Chapter 10. The Opulence
of the Absolute
TEXT 3
yo mam ajam anadim ca
vetti loka-mahesvaram
asammudhah sa martyesu
sarva-papaih pramucyate
SYNONYMS
yah--anyone
who; mam--unto Me; ajam--unborn; anadim--without beginning;
ca--also;
vetti--knows; loka--the planets; maha-isvaram--the
supreme master; asammudhah--without doubt; sah--he; martyesu--among
those subject to death; sarva-papaih--from all sinful reactions;
pramucyate--is
delivered.
TRANSLATION
He who knows
Me as the unborn, as the beginningless, as the Supreme Lord of all the
worlds--he, undeluded among men, is freed from all sins.
PURPORT
As stated in
the Seventh Chapter, those who are trying to elevate themselves to the
platform of spiritual realization are not ordinary men. They are superior
to millions and millions of ordinary men who have no knowledge of spiritual
realization, but out of those actually trying to understand their spiritual
situation, one who can come to the understanding that Krsna is the Supreme
Personality of Godhead, the proprietor of everything, the unborn, is the
most successful spiritually realized person. In that stage only, when one
has fully understood Krsna's supreme position, can one be free completely
from all sinful reactions.
Here the
word ajam, meaning unborn, should not be confused with the living
entities, who are described in the Second Chapter as ajam. The Lord
is different from the living entities who are taking birth and dying due
to material attachment. The conditioned souls are changing their bodies,
but His body is not changeable. Even when He comes to this material world,
He comes as the same unborn; therefore in the Fourth Chapter it is said
that the Lord, by His internal potency, is not under the inferior material
energy, but is always in the superior energy.
He was existing
before the creation, and He is different from His creation. All the demigods
were created within this material world, but as far as Krsna is concerned,
it is said that He is not created; therefore Krsna is different even from
the great demigods like Brahma and Siva. And because He is the creator
of Brahma, Siva and all the other demigods, He is the Supreme Person of
all planets.
Sri Krsna
is therefore different from everything that is created, and anyone who
knows Him as such immediately becomes liberated from all sinful reaction.

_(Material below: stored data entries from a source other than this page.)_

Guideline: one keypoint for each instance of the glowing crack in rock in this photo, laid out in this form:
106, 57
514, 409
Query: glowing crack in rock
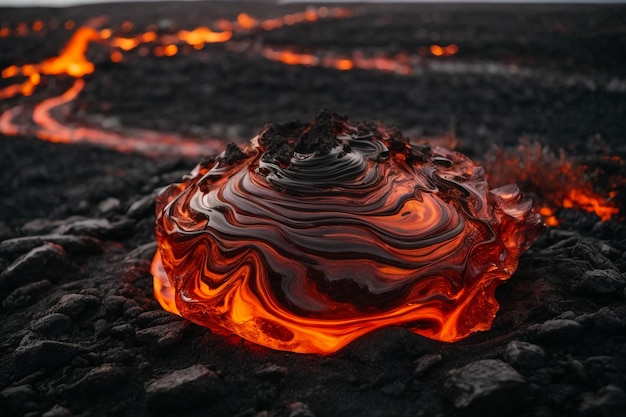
316, 234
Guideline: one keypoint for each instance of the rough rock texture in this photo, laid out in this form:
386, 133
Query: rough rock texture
488, 383
80, 331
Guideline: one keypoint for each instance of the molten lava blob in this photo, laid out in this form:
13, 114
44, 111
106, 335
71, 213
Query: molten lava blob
316, 234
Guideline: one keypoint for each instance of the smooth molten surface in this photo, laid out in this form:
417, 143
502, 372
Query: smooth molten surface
319, 233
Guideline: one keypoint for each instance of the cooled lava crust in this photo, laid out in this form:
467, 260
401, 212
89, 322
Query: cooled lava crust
318, 233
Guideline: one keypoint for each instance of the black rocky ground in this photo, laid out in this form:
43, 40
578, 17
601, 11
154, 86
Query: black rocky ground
81, 334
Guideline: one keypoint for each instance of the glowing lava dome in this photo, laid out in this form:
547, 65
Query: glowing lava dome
316, 234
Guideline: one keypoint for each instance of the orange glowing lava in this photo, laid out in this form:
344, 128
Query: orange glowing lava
73, 61
316, 234
559, 182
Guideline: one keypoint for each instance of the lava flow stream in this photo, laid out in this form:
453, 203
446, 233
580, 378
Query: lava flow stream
40, 115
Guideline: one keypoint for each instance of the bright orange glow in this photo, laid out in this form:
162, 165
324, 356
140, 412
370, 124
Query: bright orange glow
170, 50
203, 35
399, 64
344, 64
125, 43
11, 71
314, 267
591, 202
116, 56
560, 183
37, 25
436, 50
245, 21
126, 26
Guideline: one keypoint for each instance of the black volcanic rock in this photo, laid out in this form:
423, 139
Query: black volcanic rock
184, 389
40, 354
601, 282
488, 384
524, 355
48, 261
559, 330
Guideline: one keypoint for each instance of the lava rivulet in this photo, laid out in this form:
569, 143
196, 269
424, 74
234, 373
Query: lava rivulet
316, 234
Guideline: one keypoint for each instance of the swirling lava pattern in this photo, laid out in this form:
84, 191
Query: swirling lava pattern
316, 234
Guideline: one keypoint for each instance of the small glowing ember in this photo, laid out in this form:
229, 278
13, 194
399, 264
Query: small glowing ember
317, 234
559, 182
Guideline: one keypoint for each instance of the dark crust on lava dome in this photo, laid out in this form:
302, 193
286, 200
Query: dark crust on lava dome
282, 140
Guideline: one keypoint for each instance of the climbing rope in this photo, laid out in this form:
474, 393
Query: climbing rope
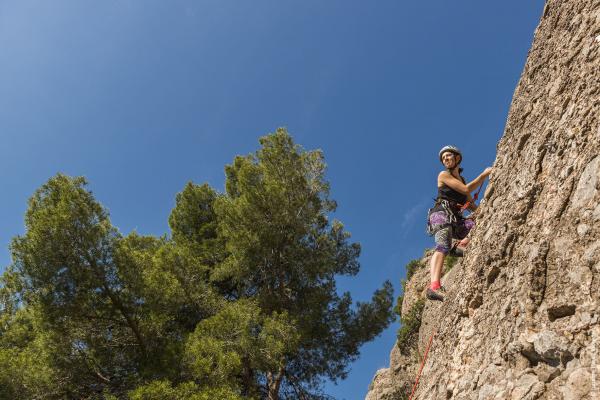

One must be liberated from all sinful activities to be in the knowledge
of the Supreme Lord. Only by devotional service can He be known and not
by any other means, as stated in Bhagavad-gita.
One should
not try to understand Krsna as a human being. As stated previously, only
a foolish person thinks Him to be a human being. This is again expressed
here in a different way. A man who is not foolish, who is intelligent enough
to understand the constitutional position of the Godhead, is always free
from all sinful reactions.
If Krsna
is known as the son of Devaki, then how can He be unborn? That is also
explained in Srimad-Bhagavatam: When He appeared before Devaki and
Vasudeva, He was not born as an ordinary child; He appeared in His original
form, and then He transformed Himself into an ordinary child.
Anything
done under the direction of Krsna is transcendental. It cannot be contaminated
by the material reactions, which may be auspicious or inauspicious. The
conception that there are things auspicious and inauspicious in the material
world is more or less a mental concoction because there is nothing auspicious
in the material world. Everything is inauspicious because the very material
mask is inauspicious. We simply imagine it to be auspicious. Real auspiciousness
depends on activities in Krsna consciousness in full devotion and service.
Therefore if we at all want our activities to be auspicious, then we should
work under the directions of the Supreme Lord. Such directions are given
in authoritative scriptures such as Srimad-Bhagavatam and Bhagavad-gita,
or from a bona fide spiritual master. Because the spiritual master is the
representative of the Supreme Lord, his direction is directly the direction
of the Supreme Lord. The spiritual master, saintly persons and scriptures
direct in the same way. There is no contradiction in these three sources.
All actions done under such direction are free from the reactions of pious
or impious activities of this material world. The transcendental attitude
of the devotee in the performance of activities is actually that of renunciation,
and this is called sannyasa. Anyone acting under the direction of
the Supreme Lord is actually a sannyasi and a yogi, and not
the man who has simply taken the dress of the sannyasi, or a pseudo-yogi.